Primeiro-Ministro de Israel Naftali Bennett discursa durante visita a Manama, capital do Bahrein, 15 de fevereiro de 2022 [GUILLAUME LAVALLEE/AFP via Getty Images]

A primeira visita de um premiê israelense ao Bahrein representou um momento histórico e o ápice da normalização das relações entre ambos os países, até então, sob acordo promovido pelos Estados Unidos que também incluiu os Emirados Árabes Unidos, Marrocos e Sudão.

Durante as 24 horas nas quais visitou a capital Manama, o primeiro-ministro Naftali Bennett foi recebido pelo chanceler barenita Abdullatif bin Rashid al-Zayani, além do Ministro de Indústria, Comércio e Turismo, Zayed Rashid al-Zayani, antes de encontrar-se com seu homólogo árabe e príncipe herdeiro, Salman bin Hamad al-Khalifa, junto de seu pai, o Rei Hamad.
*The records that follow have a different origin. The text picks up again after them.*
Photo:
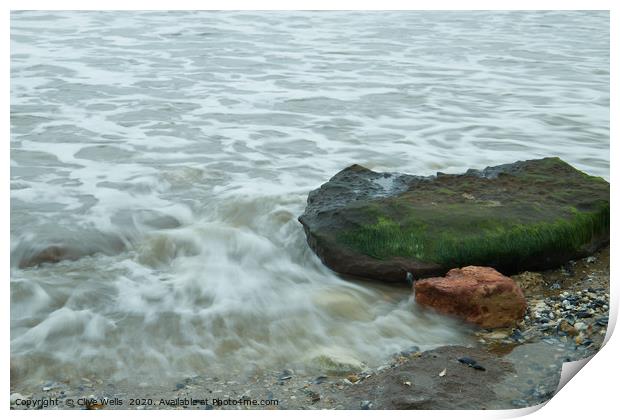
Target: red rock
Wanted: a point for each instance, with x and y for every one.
(479, 295)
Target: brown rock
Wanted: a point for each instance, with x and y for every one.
(478, 295)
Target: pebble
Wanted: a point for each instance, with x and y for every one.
(320, 379)
(366, 405)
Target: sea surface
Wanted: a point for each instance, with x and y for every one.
(170, 154)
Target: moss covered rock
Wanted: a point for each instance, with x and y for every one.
(528, 215)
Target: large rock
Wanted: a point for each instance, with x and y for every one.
(479, 295)
(529, 215)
Segundo o gabinete de Bennett, o encontro deve focar no fortalecimento dos laços bilaterais, uma semana após Tel Aviv despachar um agente naval a um posto oficial na pequena monarquia do Golfo, que abriga a 5ª Frota da Marinha dos Estados Unidos. A medida tornará o Bahrein o primeiro estado árabe a receber abertamente um dignitário do exército israelense. Além disso, sucede um novo acordo de cooperação de segurança, assinado neste mês, durante cerimônia na qual o Ministro da Defesa de Israel, Benny Gantz, descreveu a parceria com o regime árabe como “robusta” e mais importante do que nunca.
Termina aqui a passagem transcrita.